Google-cloud-go: storage: High spontaneous latencies

Created on 8 Sep 2017 · 15Comments · Source: googleapis/google-cloud-go

We're currently facing issues with high latencies on GCS operations for 10-30 minutes a time, multiple times a day, causing timeouts on our APIs. Most issues surprisingly seem to happen with delete operations, even though they should be the easiest to process.

99th percentile
95th percentile
90th percentile
50th percentile (for comparison)

Our upload/delete code is similar to this:

func Upload(ctx context.Context, path string, src []byte) error {
    wc := s.bucket.Object(path).NewWriter(ctx)
    wc.ContentType = contentType
    wc.CacheControl = "max-age=31556926" // 1 year

    wc.Write(src)
    return wc.Close()
}

func Delete(ctx context.Context, path string) error {
    return s.bucket.Object(path).Delete(ctx)
}

Are you aware of anyone else having these troubles? Or do you have a solution for this?
I personally suspect these issues to stem from my request for #701, which - due to retrying on REFUSED_STREAM, causes those high latencies (tenfold even!). Could that be the case? And if so: Could it be solved somehow?

bigtable storage question

Source

lhecker

👍1

All 15 comments

No one else has mentioned this problem (yet).

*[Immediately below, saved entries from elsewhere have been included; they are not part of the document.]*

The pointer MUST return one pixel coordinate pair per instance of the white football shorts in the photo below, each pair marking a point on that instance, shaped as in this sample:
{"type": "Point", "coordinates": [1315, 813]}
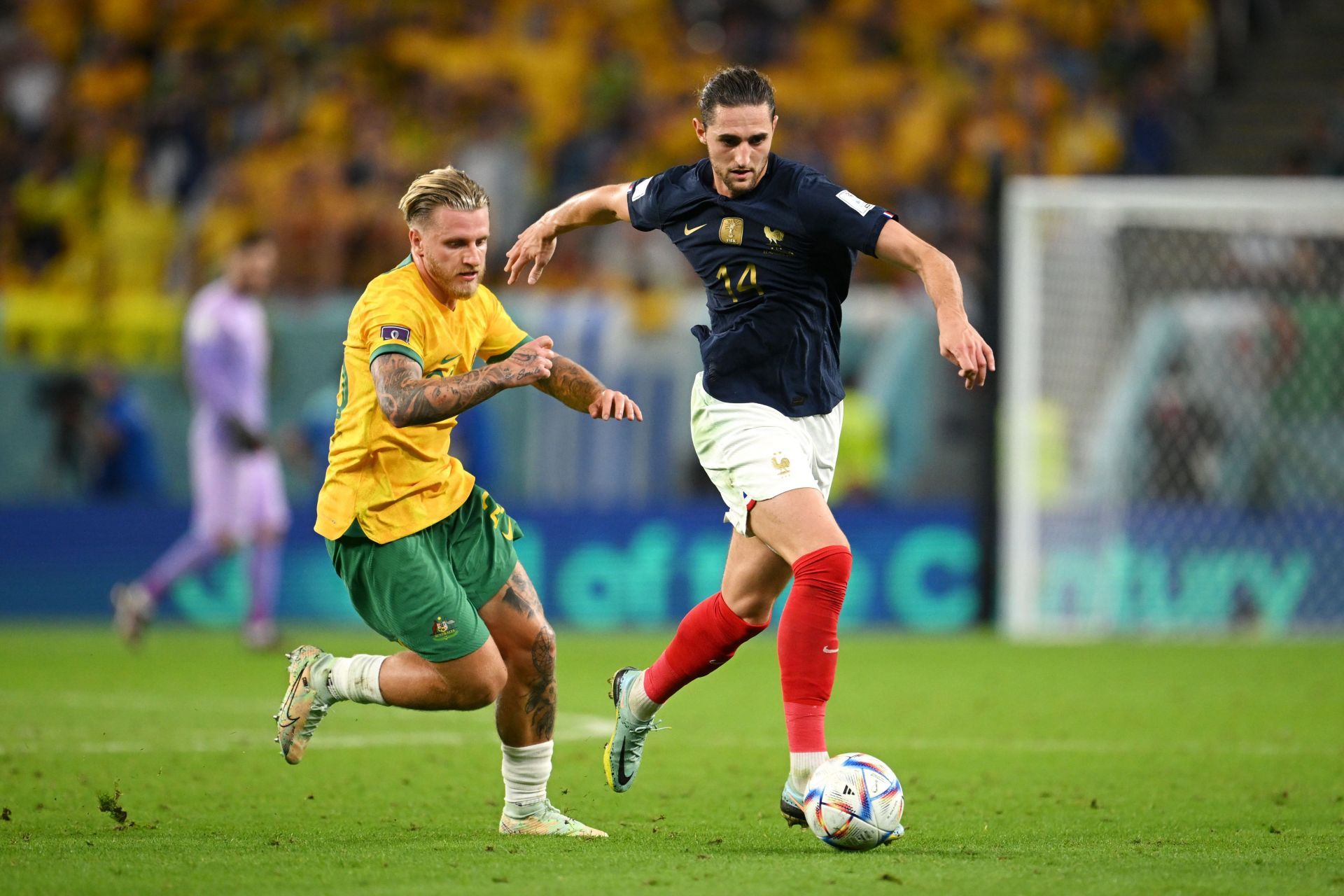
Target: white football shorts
{"type": "Point", "coordinates": [753, 451]}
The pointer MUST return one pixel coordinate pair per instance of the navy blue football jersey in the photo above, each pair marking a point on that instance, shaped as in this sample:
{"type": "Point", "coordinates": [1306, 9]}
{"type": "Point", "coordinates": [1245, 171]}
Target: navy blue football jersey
{"type": "Point", "coordinates": [776, 265]}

Could you instrument shouldRetry to see if your theory is correct?

jba on 8 Sep 2017

@jba I just deployed our service with an instrumented shouldRetry function. I‘ll keep you posted. 🙂

lhecker on 11 Sep 2017

@jba As already suspected it indeed is caused by spontaneous excessive amounts of REFUSED_STREAM errors. In our case 40% of uploads and 10% of all deletes fail that way, or 25 and 5 requests per second respectively.
The retrying that was added sadly does not solve the problem - it only prolongs it until the deadline runs out. For instance the above deletes run with a deadline of 25s, which is still seemingly easily exceeded.
Our applications are furthermore even running within the Google Container Engine by the way.

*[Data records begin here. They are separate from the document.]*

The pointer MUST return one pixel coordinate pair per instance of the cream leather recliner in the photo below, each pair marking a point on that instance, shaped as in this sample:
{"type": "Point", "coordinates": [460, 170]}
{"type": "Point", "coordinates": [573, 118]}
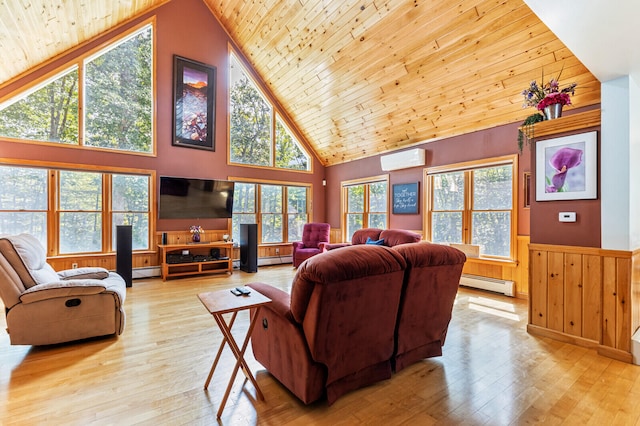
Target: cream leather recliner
{"type": "Point", "coordinates": [46, 307]}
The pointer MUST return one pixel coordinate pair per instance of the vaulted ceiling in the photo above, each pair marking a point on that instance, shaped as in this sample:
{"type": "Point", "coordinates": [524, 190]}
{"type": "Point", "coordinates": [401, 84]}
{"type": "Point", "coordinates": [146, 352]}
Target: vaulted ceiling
{"type": "Point", "coordinates": [357, 78]}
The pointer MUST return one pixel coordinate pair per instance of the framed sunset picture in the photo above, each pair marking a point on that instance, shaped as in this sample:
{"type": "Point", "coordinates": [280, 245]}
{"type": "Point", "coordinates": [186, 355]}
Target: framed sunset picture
{"type": "Point", "coordinates": [193, 104]}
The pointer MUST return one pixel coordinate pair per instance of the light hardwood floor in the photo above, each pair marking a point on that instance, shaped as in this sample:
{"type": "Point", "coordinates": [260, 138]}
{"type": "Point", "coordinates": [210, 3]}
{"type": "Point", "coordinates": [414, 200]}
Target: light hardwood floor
{"type": "Point", "coordinates": [492, 372]}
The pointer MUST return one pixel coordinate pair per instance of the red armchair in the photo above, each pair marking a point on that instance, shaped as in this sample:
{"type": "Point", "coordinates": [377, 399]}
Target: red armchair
{"type": "Point", "coordinates": [390, 237]}
{"type": "Point", "coordinates": [315, 237]}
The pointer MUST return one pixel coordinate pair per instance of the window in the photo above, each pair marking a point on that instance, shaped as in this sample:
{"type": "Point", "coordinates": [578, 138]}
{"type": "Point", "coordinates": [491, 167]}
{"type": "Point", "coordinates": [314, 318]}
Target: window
{"type": "Point", "coordinates": [289, 155]}
{"type": "Point", "coordinates": [48, 112]}
{"type": "Point", "coordinates": [279, 210]}
{"type": "Point", "coordinates": [81, 208]}
{"type": "Point", "coordinates": [80, 201]}
{"type": "Point", "coordinates": [474, 206]}
{"type": "Point", "coordinates": [24, 201]}
{"type": "Point", "coordinates": [130, 206]}
{"type": "Point", "coordinates": [365, 205]}
{"type": "Point", "coordinates": [119, 95]}
{"type": "Point", "coordinates": [254, 139]}
{"type": "Point", "coordinates": [244, 207]}
{"type": "Point", "coordinates": [117, 87]}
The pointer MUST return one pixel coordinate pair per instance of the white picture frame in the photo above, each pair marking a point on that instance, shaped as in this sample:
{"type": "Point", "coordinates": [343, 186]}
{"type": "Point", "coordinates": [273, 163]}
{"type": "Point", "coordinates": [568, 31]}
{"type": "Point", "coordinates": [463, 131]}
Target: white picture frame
{"type": "Point", "coordinates": [567, 168]}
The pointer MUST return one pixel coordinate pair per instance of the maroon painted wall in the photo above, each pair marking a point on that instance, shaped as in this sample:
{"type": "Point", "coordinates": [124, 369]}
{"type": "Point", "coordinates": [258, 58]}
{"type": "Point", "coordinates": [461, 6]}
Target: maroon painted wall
{"type": "Point", "coordinates": [186, 28]}
{"type": "Point", "coordinates": [494, 142]}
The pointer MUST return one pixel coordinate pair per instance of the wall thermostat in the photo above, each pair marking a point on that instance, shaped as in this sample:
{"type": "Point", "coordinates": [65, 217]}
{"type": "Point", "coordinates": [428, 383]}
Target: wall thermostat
{"type": "Point", "coordinates": [567, 216]}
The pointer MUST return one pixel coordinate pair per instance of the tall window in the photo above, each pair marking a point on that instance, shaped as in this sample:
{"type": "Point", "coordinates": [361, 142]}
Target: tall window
{"type": "Point", "coordinates": [279, 210]}
{"type": "Point", "coordinates": [80, 201]}
{"type": "Point", "coordinates": [130, 206]}
{"type": "Point", "coordinates": [117, 88]}
{"type": "Point", "coordinates": [271, 213]}
{"type": "Point", "coordinates": [245, 207]}
{"type": "Point", "coordinates": [365, 205]}
{"type": "Point", "coordinates": [24, 201]}
{"type": "Point", "coordinates": [82, 210]}
{"type": "Point", "coordinates": [474, 206]}
{"type": "Point", "coordinates": [257, 136]}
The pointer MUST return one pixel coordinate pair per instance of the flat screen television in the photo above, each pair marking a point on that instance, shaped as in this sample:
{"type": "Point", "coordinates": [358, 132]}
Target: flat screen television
{"type": "Point", "coordinates": [184, 198]}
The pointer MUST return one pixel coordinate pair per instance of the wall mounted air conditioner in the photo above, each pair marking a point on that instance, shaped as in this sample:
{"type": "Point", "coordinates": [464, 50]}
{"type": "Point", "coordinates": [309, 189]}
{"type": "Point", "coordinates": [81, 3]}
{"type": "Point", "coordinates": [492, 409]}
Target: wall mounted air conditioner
{"type": "Point", "coordinates": [402, 160]}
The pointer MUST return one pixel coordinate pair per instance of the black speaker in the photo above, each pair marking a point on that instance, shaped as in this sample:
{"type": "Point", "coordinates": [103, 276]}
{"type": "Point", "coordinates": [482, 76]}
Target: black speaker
{"type": "Point", "coordinates": [124, 266]}
{"type": "Point", "coordinates": [249, 247]}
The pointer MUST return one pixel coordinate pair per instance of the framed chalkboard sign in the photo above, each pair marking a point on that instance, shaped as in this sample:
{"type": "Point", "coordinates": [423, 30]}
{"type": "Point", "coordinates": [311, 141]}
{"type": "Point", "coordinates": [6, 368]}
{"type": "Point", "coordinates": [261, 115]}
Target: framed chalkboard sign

Do you have ideas as to why that is the case, or how it could be solved?
Could it be an infrastructure problem on your side? Something like your GCS load-balancer/front-proxy being overloaded? Because HTTP/2 is using fewer connections than HTTP/1?
Either way this is a very uncomfortable problem since sometimes 40% of all our requests fail to complete within an arguably generous deadline of 5s. 😕

lhecker on 12 Sep 2017

Bringing it up internally. Will keep you posted.

jba on 12 Sep 2017

We are seeing similar problems with uploads, high rate of failure that can spike up to 30% (but probably hovers around 1-5%). Our code looks something like:

our timeout is long, 2min, but still see failures.

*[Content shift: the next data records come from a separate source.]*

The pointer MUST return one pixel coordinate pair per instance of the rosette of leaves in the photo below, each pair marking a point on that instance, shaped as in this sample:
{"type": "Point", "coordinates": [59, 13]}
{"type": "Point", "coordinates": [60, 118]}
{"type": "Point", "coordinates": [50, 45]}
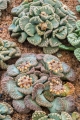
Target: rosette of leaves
{"type": "Point", "coordinates": [41, 115]}
{"type": "Point", "coordinates": [3, 5]}
{"type": "Point", "coordinates": [35, 79]}
{"type": "Point", "coordinates": [74, 40]}
{"type": "Point", "coordinates": [5, 111]}
{"type": "Point", "coordinates": [8, 50]}
{"type": "Point", "coordinates": [78, 6]}
{"type": "Point", "coordinates": [43, 23]}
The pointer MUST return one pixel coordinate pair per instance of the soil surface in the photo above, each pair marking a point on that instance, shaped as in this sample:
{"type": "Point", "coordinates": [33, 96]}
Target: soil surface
{"type": "Point", "coordinates": [67, 57]}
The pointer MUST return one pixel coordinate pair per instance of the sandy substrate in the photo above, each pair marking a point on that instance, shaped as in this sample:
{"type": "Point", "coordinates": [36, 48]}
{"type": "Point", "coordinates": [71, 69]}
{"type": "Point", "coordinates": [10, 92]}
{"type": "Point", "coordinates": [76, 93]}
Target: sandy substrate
{"type": "Point", "coordinates": [67, 57]}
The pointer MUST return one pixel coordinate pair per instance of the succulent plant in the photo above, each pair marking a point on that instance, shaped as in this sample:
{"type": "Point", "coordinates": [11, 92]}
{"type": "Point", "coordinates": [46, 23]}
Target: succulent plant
{"type": "Point", "coordinates": [8, 50]}
{"type": "Point", "coordinates": [28, 83]}
{"type": "Point", "coordinates": [5, 111]}
{"type": "Point", "coordinates": [78, 6]}
{"type": "Point", "coordinates": [43, 23]}
{"type": "Point", "coordinates": [41, 115]}
{"type": "Point", "coordinates": [74, 40]}
{"type": "Point", "coordinates": [3, 5]}
{"type": "Point", "coordinates": [75, 116]}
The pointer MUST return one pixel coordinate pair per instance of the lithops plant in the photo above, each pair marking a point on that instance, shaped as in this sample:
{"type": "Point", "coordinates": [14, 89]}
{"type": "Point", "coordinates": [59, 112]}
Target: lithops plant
{"type": "Point", "coordinates": [8, 50]}
{"type": "Point", "coordinates": [75, 116]}
{"type": "Point", "coordinates": [5, 111]}
{"type": "Point", "coordinates": [41, 115]}
{"type": "Point", "coordinates": [3, 5]}
{"type": "Point", "coordinates": [78, 7]}
{"type": "Point", "coordinates": [74, 40]}
{"type": "Point", "coordinates": [43, 23]}
{"type": "Point", "coordinates": [28, 83]}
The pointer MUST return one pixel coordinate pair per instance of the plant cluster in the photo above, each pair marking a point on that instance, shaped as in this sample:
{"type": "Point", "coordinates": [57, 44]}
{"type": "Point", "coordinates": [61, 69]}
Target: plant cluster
{"type": "Point", "coordinates": [5, 111]}
{"type": "Point", "coordinates": [3, 5]}
{"type": "Point", "coordinates": [44, 23]}
{"type": "Point", "coordinates": [8, 50]}
{"type": "Point", "coordinates": [36, 80]}
{"type": "Point", "coordinates": [74, 40]}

ctx, _ := context.WithTimeout(context.Background(), time.Duration(config.GcsTimedContextSec)*time.Second)
writer := object.NewWriter(ctx)
writer.ChunkSize = 0
for i := 0; i < config.GcsWriteRetries; i++ {
if _, err := writer.Write(body); err != nil {
log.WithFields(
logrus.Fields{
"reason": err.Error(),
"uri": uri,
"bodySize": len(body),
"retries": config.GcsWriteRetries,
"bucketName": config.HlsBucket,
"attempt": i,
},
).Error(errGcsWrite)
continue
} else {
log.WithFields(
logrus.Fields{
"reason": "wrote to gcs",
"uri": uri,
"bodySize": len(body),
"retries": config.GcsWriteRetries,
"bucketName": config.HlsBucket,
"attempt": i,
},
).Info(errGcsWrite)
}
return
}

chasmastin on 15 Sep 2017

Is there any update or progress on this? we are still seeing a very high level of uploads fail with REFUSED_STREAM, and very high latencies as suggested above.

chasmastin on 11 Dec 2017

@chasmastin We "solved" the issue in the interim, by keeping a running average of failed GCS requests. If that value is too high we forcefully instantiate a new connection pool.
You can do so by providing the GCS library with your own http.Transport using the option.WithHTTPClient() option each time, causing a new HTTP pool to be created and used.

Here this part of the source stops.